Scott (Tech/Moderator)
Bitcoin is not.
Scott
Bitcoin is not correlated to anything.
Scott (Tech/Moderator)
No way.
Scott
In crypto in general. But I agree, Dave, that you need a massive drawdown for everything to correlate to one. And that'll pull gold with it.
Dave
Yeah, of course, and it will because gold, especially silver because there's a lot of speculative money in both right now.
That's really interesting. And we've also said that when gold and silver plateau.

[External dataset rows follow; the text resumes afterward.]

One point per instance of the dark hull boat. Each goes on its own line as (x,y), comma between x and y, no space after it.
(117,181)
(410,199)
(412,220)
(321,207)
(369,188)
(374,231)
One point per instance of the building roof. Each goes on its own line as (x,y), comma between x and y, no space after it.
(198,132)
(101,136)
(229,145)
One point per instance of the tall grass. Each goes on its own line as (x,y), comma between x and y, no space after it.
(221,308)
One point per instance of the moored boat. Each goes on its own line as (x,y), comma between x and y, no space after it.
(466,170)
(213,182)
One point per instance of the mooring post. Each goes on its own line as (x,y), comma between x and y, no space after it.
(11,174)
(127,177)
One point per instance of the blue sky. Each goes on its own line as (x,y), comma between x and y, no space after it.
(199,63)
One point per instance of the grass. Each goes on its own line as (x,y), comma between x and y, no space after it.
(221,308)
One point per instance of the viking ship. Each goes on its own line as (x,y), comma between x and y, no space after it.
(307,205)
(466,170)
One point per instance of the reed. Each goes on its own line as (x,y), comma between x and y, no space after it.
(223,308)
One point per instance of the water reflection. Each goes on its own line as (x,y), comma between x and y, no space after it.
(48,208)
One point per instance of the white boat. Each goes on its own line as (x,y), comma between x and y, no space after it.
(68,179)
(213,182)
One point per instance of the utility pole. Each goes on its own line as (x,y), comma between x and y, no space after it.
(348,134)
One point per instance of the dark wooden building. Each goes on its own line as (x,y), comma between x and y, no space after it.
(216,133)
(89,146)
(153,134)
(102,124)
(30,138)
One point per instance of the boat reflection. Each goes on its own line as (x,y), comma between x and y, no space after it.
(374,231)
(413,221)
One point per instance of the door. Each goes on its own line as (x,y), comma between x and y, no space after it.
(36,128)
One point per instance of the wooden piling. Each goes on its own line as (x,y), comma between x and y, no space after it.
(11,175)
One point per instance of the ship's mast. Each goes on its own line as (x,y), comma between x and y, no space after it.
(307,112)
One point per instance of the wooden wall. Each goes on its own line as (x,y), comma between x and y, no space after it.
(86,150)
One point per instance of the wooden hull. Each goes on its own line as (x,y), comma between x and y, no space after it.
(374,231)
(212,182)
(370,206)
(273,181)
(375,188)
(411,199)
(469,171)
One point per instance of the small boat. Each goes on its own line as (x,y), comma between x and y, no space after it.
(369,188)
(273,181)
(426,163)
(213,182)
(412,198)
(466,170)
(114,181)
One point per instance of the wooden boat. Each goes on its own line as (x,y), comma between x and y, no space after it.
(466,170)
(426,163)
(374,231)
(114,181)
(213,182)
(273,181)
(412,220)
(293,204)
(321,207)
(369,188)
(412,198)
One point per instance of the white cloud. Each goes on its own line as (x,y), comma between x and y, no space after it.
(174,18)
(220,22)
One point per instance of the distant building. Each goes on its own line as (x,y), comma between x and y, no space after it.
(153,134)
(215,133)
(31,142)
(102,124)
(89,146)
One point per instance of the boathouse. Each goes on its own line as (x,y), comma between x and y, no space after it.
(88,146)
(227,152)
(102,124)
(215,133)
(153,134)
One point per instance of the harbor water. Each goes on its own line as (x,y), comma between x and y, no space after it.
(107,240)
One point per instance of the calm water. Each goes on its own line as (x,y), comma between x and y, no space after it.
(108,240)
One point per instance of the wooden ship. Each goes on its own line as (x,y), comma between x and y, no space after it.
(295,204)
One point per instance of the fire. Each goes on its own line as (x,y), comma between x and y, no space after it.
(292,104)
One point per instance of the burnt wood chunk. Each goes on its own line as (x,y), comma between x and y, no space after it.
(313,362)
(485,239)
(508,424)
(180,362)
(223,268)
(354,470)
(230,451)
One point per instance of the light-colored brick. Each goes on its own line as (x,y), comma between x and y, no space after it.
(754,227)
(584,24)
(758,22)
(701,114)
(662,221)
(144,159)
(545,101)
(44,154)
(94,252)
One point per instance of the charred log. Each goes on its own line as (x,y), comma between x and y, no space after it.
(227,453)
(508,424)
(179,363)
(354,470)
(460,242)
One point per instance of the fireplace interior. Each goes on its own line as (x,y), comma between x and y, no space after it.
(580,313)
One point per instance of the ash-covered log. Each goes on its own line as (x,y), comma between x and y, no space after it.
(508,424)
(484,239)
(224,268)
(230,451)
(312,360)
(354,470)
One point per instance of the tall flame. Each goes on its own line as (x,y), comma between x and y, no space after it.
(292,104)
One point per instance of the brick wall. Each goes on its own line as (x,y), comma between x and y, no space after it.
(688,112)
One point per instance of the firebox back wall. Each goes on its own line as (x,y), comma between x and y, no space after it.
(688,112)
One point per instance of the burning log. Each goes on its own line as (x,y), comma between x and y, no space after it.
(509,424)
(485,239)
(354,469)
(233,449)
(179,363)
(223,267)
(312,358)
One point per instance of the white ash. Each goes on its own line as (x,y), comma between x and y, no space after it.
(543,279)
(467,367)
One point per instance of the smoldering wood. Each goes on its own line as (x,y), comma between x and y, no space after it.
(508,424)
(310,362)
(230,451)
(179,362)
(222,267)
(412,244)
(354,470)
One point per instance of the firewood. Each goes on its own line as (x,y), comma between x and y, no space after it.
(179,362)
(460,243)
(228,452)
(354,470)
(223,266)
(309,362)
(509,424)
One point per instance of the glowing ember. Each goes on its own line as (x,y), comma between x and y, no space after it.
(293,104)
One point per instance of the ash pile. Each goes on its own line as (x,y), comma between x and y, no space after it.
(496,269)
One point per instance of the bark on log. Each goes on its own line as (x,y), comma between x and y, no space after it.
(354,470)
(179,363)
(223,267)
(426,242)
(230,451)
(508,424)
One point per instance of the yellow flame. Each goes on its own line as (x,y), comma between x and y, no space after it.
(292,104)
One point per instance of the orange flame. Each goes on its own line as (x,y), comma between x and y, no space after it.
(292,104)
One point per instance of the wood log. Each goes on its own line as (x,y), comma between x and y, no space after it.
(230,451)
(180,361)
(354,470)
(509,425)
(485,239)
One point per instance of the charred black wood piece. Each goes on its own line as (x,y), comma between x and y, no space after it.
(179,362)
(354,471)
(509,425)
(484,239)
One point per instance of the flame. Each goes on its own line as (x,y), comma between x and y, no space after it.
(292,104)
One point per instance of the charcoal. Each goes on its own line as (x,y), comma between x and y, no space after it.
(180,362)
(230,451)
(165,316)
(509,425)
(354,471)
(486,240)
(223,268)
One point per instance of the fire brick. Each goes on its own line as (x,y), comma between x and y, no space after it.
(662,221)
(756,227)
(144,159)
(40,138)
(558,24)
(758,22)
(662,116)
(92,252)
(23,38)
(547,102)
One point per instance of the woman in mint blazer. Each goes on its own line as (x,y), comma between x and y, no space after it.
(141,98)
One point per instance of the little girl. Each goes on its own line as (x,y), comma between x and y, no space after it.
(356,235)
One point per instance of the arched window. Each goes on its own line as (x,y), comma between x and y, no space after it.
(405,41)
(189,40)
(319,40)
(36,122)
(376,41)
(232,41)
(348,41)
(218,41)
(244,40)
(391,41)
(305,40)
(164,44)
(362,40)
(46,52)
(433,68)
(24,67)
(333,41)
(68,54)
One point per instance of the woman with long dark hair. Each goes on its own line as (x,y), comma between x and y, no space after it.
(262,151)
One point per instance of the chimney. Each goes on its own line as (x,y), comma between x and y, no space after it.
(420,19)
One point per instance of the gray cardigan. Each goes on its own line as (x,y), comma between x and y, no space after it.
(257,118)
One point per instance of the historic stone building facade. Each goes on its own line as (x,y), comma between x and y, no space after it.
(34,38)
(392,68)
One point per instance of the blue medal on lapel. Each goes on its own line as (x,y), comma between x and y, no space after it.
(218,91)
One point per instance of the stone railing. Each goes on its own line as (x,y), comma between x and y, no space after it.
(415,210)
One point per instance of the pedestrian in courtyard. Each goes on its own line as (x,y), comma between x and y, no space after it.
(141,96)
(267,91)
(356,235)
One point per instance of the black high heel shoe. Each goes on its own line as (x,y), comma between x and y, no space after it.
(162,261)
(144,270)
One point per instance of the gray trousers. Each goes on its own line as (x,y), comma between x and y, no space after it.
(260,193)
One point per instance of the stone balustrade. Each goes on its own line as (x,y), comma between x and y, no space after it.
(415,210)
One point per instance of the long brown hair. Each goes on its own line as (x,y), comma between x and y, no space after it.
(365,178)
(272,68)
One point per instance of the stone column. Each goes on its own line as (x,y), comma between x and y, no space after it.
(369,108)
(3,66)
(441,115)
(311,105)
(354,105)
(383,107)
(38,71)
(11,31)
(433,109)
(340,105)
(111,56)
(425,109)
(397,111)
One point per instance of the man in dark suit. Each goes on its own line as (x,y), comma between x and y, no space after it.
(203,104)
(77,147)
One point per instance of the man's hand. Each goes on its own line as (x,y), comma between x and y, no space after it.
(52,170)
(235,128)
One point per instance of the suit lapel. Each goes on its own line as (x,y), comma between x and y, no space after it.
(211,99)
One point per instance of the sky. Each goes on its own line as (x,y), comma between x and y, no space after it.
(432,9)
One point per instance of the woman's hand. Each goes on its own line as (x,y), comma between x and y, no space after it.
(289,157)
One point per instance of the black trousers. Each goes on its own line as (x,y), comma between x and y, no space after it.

And there's no and it goes into a range, they go into a range and they stay there for a few months that that speculative money will start looking for a new home. And I, and people keep said, oh. And so everyone, I've had people say, oh well look, it hasn't moved in the last like week. And I'm like, no guys, you don't understand. We're talking, you know, months of, of boring market. Like there was another tweet someone made a comment about. Well, Max Payne and bitcoin would be a drawdown. No know Max Payne in crypto markets is range bound boring trading. It drives everybody nuts. Scott wouldn't. Do you disagree with that? No.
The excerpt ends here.